Yaptığı vergi sempatisi sistemi çoktan Sivil Güvenlik Puanı Sistemi'ne entegre edilmişti, ama o bunu hiç öğrenemedi.
Fermi'nin Ataçları
Yıl 612 MİS (Mars'ın İskanından Sonra): Mars'ta Bir Müze
"Tarih çok sıkıcı." Xola arkadaşına fısıldadı. Xola, mavi saçlı bir kız, tembelce sol eliyle odada uğuldayan bir projektör drone'unu yakalamaya çalışıyordu. "Tarih önemlidir." dedi öğretmen üzgün bir ses tonuyla, kızlara bakarak. Xola kızardı. Öğretmeninin onu tesadüfen duyacağını beklemiyordu.
"Az önce ne öğrendin Xola?" diye sordu öğretmeni. "Antik uygarlıkların Dünyan gezegenindeki tüm kaynakları tükettiğini ve öldüğünü mü öğrendim?" diye dikkatlice sordu. "Hayır. Hava çok ısındı, ve insanlar yüzünden değil bilgisayarlar ve makineler yüzünden. Ayrıca adı Dünya gezegeni, Dünyan değil. diye ekledi Lin adındaki bir diğer kız. Xola kafasını sallayarak kabul etti. Gururlu bir şekilde, öğretmen gülümsedi ve kafasını salladı. "İkiniz de haklısınız. Peki nedenini biliyor musuz?" "İnsanlar aç gözlü olduğu ve ileri görüşlü olmadıkları için mi?" diye sordu Xola. "İnsanlar makineleri durduramadı!" Linda aniden çıkıştı.
"Yine ikiniz de haklısınız." dedi öğretmen, "Ama aslında olan çok daha karmaşık. O dönemde insanların hiçbiri olanların farkında değildi." Bazıları şiddetli değişiklikleri gördü, ama olanları geri alamazlardı. Döneme ait en ünlü eser anonim bir yazara ait bu şiir. Bu, anı en iyi yakalamış şey. Dikkatli dinleyin!"
Öğretmen şiiri başlattı. Bir düzine drone öğrencilerin önünde pozisyon alıp videoyu direkt gözlerine yansıttı. Videoda sadece ağaç kütüklerinin kaldığı ormanın ortasnda kostümlü bir adam vardı. Konuşmaya başladı:
Makineler hesaplar ve tahminler yaparlar.
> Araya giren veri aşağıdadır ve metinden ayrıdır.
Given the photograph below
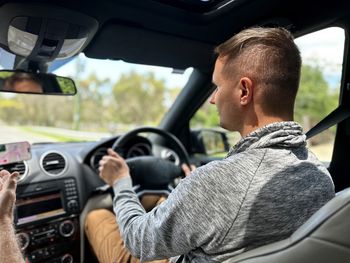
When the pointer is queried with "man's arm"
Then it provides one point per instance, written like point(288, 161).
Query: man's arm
point(193, 216)
point(9, 249)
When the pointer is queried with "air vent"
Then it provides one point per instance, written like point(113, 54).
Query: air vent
point(96, 157)
point(20, 167)
point(53, 163)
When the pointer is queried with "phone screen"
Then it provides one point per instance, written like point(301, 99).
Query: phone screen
point(14, 152)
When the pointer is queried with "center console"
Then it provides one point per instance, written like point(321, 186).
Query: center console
point(47, 221)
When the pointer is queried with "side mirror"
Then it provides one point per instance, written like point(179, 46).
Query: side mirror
point(209, 142)
point(35, 83)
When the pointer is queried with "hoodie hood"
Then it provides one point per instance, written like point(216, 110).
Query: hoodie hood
point(287, 134)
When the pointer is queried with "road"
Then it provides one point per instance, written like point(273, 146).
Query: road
point(11, 134)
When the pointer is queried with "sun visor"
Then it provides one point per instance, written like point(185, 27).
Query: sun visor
point(143, 46)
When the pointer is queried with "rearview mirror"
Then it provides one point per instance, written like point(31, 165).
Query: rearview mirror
point(35, 83)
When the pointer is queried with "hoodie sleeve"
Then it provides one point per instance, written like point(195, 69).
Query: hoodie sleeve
point(191, 217)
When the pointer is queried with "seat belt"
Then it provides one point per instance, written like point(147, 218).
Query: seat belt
point(339, 114)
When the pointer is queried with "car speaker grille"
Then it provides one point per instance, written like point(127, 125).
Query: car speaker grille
point(20, 167)
point(54, 163)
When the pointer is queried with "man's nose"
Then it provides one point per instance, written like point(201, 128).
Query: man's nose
point(212, 97)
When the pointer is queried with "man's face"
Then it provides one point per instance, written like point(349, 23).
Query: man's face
point(226, 97)
point(28, 86)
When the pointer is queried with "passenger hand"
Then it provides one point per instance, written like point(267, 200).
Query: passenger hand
point(188, 169)
point(8, 184)
point(113, 167)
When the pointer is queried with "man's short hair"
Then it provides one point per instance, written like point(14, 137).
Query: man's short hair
point(270, 58)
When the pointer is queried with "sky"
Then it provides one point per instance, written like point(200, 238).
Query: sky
point(325, 46)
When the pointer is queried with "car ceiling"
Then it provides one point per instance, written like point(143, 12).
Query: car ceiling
point(176, 34)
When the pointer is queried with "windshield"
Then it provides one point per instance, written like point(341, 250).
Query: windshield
point(113, 97)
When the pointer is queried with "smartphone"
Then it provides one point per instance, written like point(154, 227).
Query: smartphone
point(14, 152)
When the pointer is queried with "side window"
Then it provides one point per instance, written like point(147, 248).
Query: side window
point(318, 95)
point(207, 119)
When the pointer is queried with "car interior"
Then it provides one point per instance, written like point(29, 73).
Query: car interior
point(60, 184)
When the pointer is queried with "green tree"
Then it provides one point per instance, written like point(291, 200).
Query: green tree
point(139, 99)
point(315, 98)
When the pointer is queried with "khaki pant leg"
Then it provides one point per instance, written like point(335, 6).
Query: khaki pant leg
point(104, 237)
point(103, 234)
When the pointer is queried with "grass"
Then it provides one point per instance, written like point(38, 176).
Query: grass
point(56, 137)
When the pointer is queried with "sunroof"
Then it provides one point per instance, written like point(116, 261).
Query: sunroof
point(197, 5)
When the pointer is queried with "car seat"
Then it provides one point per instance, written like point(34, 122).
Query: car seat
point(324, 238)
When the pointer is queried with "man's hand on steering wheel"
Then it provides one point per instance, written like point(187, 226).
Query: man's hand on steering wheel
point(113, 167)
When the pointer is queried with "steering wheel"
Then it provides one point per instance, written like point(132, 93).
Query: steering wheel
point(150, 172)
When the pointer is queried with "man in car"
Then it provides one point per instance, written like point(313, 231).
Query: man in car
point(22, 82)
point(268, 185)
point(9, 249)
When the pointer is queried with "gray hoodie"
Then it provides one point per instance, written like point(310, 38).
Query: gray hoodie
point(267, 186)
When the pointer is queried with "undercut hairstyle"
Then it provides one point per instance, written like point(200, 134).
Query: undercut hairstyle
point(271, 59)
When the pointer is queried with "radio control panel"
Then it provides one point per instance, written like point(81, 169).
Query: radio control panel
point(47, 221)
point(51, 241)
Biz de bunun bir parçası olarak ilerleriz.
Eğitildiğimiz üzere ideali kovalarız.
İdeal tek boyutlu, yerel ve kısıtsızdır.
Silikon ve et, üstsel büyümeyi kovalar.
Büyümek bizim zihniyetimiz.
Tüm ödüller toplandığında,
ve yan etkiler umursanmadığında;
ve doğa geride kaldığında,
Başımız belada olacak,
Sonuçta, üstsel büyüme bir balon.
Kaynakların faciası ortaya çıkıyor,
Bozuluyorlar,
Gözlerimizin önünde,
Soğuk hesaplamalar ve buz gibi bir açgözlülük,
Dünyayı ateşe atıyor.
Her şey ölüyor,
Bizse şikayet ediyoruz.
Kör atlar gibi varoluşumuzun yarışında yarışıyoruz,
Medeniyetin Büyük Filtre'sine doğru,
Ve böylece yılmadan ilerliyoruz.
Biz de makinenin bir parçası olduğumuzdan.
Entropiyi kucaklayarak.
"Kara bir anı," dedi öğretmen, odadaki sessizliği bozmak için. "Kütüphanenize yüklenecek. Ödeviniz haftaya kadar şiiri ezberlemek." Xola iç çekti. Küçük drone'lardan birini yakalamayı başarmıştı. Drone, CPU ve motorlar yüzünden çok ısınmıştı. Drone'un eline verdiği ısı Xola'nın hoşuna gitti.